Simon, ein Pharisäer hatte Jesus zum Essen eingeladen. Es waren auch noch andere Gäste eingeladen. Simon war offensichtlich kein armer Mann. Zu jener Zeit sass man beim Essen nicht aufrecht auf Stühlen. Man legte sich an auf den Boden an einen kleinen Tisch, indem man sich auf dem linken Ellbogen (mit weichen Liegepolstern) stützte, und so seine rechte Hand zum Essen frei hatte, während die Füsse nach hinten (also weg vom Tisch, nicht unter dem Tisch) waren.

Da kam eine Prostituierte und benetzte Jesu Füsse mit ihren Tränen, trocknete sie mit ihren Haaren, küsste und salbte sie mit Öl. Daraufhin begann Jesus dem Simon ein Gleichnis zu erzählen, das ihm die Uneinsichtigkeit seiner Sünde aufzeigen sollte. Auch die anderen Tischgenossen nahmen Anstoss an Jesus, als er der Frau schliesslich noch die Sünden vergab.
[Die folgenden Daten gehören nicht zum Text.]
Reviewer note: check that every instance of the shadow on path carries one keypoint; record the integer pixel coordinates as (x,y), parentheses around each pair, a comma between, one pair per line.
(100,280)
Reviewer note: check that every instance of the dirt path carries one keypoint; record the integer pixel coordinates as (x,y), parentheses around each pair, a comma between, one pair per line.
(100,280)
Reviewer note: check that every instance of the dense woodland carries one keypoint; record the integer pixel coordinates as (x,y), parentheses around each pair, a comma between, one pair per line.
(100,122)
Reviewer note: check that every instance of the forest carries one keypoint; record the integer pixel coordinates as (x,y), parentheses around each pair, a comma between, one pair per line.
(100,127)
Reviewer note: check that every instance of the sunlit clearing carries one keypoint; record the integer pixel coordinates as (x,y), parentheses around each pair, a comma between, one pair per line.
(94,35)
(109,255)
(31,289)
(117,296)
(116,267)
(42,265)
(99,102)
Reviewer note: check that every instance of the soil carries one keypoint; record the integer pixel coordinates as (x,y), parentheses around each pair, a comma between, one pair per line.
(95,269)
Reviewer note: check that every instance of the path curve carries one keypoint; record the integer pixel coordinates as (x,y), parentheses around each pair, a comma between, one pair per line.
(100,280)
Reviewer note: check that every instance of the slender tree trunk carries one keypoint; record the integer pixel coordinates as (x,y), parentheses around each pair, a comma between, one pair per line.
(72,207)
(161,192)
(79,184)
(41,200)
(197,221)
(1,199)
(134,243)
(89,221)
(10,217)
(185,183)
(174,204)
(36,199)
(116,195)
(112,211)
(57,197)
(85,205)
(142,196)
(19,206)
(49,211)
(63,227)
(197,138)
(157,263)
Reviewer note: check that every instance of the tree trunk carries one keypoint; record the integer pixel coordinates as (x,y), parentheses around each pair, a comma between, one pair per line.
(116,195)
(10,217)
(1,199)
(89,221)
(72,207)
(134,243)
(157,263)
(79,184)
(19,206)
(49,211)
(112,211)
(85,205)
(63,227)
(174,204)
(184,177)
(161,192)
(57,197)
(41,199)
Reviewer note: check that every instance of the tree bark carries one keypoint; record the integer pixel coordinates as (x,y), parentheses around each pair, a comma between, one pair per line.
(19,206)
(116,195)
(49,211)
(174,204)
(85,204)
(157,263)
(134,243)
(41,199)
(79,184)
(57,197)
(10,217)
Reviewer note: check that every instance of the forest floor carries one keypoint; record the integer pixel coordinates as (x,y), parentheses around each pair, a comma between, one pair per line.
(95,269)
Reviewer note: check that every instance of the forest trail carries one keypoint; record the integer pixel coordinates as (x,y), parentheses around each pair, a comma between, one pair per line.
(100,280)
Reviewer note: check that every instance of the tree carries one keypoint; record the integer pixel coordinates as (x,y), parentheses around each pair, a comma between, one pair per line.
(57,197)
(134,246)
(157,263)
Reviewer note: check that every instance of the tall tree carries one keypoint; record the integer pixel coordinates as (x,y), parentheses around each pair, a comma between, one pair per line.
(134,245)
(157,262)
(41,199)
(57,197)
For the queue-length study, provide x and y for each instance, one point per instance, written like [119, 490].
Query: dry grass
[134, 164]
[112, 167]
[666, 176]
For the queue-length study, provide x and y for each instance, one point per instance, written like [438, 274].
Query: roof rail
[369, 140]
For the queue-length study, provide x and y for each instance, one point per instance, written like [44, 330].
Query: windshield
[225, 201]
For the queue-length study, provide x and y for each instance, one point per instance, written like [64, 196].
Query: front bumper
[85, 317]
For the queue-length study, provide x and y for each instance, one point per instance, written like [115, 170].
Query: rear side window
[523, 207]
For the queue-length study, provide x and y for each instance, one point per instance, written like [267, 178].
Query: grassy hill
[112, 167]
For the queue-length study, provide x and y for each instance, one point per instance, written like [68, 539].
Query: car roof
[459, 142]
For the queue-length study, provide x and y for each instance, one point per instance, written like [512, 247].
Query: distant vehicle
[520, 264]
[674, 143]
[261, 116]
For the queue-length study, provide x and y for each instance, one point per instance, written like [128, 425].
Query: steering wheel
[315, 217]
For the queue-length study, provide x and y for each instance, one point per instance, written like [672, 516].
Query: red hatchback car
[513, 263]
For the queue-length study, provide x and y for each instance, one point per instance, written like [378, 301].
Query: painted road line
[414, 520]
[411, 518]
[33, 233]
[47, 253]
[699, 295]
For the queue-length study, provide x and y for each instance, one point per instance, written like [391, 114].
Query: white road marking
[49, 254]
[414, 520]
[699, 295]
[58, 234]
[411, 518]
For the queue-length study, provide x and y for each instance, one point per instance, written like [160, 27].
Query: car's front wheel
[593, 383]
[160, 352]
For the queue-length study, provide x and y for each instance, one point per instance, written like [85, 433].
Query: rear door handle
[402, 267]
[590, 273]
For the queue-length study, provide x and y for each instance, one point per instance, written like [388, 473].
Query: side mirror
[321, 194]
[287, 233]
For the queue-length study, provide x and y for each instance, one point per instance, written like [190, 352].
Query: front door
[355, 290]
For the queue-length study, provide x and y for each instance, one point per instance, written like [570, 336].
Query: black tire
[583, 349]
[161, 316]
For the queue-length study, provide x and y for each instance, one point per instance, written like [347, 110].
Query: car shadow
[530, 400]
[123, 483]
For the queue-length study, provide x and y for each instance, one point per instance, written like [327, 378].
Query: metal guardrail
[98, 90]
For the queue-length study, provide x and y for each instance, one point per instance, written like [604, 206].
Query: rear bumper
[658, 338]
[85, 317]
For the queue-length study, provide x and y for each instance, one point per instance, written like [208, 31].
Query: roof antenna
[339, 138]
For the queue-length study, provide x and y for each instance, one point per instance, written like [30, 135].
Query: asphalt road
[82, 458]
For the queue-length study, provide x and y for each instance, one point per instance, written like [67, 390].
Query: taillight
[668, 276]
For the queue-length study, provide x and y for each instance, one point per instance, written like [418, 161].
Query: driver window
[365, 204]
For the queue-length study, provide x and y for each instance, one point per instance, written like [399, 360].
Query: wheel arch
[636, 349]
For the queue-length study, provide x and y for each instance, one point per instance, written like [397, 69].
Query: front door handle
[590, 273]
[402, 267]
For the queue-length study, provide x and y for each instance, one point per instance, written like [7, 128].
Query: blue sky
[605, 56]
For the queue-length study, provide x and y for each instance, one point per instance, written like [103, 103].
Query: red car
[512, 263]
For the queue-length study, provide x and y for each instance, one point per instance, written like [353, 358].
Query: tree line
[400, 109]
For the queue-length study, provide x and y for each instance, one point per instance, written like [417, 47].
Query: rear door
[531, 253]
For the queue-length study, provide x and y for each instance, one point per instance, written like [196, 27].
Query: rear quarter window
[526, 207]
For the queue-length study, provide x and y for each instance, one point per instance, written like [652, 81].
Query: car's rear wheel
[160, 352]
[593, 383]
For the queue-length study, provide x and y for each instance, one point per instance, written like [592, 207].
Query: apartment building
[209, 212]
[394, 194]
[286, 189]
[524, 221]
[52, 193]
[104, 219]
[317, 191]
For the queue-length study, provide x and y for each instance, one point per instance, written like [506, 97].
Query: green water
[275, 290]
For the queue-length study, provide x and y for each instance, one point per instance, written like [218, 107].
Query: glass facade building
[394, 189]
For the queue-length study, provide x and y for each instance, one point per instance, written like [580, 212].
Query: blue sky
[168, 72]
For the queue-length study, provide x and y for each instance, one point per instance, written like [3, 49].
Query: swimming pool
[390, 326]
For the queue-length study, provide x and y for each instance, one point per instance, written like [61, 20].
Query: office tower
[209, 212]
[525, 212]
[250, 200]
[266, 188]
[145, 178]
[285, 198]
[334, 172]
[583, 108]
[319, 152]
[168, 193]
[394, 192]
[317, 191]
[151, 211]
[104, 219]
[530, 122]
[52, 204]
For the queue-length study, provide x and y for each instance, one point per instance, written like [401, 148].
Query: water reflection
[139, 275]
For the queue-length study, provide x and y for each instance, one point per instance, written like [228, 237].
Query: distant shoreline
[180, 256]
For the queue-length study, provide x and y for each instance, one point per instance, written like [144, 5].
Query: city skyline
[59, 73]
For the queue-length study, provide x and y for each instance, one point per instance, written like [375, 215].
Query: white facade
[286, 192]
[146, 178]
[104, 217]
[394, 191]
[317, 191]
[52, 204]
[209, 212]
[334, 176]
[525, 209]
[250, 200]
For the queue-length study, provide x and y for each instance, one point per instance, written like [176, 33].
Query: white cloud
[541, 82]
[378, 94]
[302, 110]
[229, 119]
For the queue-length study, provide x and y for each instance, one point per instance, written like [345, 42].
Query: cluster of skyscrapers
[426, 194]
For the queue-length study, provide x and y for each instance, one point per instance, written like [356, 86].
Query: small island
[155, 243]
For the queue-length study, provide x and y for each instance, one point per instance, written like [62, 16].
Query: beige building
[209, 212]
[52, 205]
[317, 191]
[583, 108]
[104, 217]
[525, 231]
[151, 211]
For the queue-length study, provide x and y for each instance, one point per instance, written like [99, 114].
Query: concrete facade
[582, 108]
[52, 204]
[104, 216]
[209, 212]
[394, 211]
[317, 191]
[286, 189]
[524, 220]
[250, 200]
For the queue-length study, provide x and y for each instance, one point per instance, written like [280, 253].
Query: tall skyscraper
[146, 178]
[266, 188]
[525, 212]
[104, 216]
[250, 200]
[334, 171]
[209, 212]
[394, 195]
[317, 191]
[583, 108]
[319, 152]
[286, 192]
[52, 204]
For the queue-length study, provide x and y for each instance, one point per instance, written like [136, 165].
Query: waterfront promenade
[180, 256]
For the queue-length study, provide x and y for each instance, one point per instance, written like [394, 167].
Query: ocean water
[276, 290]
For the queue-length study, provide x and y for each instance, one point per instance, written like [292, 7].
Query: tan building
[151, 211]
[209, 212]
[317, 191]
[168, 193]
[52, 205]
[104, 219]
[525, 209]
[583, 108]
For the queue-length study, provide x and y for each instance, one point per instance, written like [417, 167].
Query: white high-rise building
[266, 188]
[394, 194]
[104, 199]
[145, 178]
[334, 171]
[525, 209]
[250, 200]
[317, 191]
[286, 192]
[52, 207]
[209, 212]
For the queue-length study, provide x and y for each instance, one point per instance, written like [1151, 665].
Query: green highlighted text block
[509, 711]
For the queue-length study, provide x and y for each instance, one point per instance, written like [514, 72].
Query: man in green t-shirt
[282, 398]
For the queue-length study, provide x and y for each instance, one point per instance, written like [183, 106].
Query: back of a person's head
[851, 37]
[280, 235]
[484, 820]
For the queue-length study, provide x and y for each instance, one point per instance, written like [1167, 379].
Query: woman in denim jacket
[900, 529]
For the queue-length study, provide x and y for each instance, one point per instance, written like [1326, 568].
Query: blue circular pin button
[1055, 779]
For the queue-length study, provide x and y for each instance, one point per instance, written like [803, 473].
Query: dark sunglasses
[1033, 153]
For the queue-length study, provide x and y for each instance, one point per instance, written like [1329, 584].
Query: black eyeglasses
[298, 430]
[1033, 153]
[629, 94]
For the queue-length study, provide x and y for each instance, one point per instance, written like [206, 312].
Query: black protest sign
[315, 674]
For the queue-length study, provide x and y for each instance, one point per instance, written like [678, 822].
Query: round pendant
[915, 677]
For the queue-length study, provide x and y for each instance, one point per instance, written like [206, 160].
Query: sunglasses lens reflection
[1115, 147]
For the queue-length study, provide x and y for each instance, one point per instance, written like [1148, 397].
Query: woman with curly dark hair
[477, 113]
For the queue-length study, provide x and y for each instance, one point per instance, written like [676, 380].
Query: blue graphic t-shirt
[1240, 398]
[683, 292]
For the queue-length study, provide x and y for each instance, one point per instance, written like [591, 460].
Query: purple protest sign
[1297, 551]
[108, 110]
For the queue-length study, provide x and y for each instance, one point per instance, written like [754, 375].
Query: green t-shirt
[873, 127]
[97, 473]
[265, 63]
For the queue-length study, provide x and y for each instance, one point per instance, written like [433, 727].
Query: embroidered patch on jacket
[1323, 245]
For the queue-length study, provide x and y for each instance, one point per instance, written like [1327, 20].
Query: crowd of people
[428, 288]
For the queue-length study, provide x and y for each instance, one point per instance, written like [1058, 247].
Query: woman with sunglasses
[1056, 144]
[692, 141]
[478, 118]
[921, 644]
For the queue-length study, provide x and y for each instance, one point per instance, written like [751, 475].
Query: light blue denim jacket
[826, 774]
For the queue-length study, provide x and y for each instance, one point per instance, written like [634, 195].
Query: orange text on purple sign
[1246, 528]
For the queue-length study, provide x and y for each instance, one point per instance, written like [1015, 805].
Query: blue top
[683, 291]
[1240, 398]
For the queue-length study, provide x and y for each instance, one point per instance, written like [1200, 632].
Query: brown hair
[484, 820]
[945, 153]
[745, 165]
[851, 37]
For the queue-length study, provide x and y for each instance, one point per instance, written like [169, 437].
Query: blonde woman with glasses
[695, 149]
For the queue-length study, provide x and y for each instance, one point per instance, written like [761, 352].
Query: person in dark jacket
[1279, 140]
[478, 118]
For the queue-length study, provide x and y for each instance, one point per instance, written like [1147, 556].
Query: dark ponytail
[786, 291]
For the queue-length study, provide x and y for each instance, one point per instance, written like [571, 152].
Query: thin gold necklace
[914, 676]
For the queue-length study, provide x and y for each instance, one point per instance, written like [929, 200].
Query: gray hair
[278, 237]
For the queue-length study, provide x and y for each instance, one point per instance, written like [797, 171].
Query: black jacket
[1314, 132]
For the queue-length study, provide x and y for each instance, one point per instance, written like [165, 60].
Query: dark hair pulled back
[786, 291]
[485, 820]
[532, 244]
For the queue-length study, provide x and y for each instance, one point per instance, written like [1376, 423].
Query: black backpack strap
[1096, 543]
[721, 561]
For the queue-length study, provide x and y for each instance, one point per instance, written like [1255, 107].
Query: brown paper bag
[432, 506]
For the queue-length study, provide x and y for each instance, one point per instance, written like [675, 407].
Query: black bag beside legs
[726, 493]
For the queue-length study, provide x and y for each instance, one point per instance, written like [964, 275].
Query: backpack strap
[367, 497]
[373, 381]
Was sollen wir von dieser Begebenheit halten?

 

 I.   Verschiedene Fragen, die geklärt werden müssen

Warum wurde Jesus von diesem Simon eingeladen?
Im Orient war es Sitte, dass man vor der Tür die Sandalen abzog, bevor man in ein Haus ging. Deshalb Stellte man dort auch einen Wasserkrug bereit, damit sich die Gäste von der staubigen Strasse die Füsse waschen konnten. Es war üblich, dass man den Gästen auch ein Tuch anbot, damit sie sich die Füsse abtrocknen konnten. Doch das alles fehlte in Simons Haus! Wenn man dieses Beispiel auf die heutige Zeit im 21. Jahrhundert überträgt, dann wäre es ähnlich, wie wenn wir keine Garderobe anbieten würden, wo unsere Gäste ihre Mäntel aufhängen könnten.

Normalerweise wurde ein Bruder mit einem Kuss begrüsst und nach der Waschung wurde entweder eine Prise vom süss duftenden Weihrauch verbrannt, oder etwas Rosenöl auf den Kopf des Gastes getropft. Das wäre dasselbe, wenn wir den Zutritt zur Toilette verweigern würden, wo jeder Gast sich erfrischen und die Hände waschen könnte, bevor er an den Tisch sitzt.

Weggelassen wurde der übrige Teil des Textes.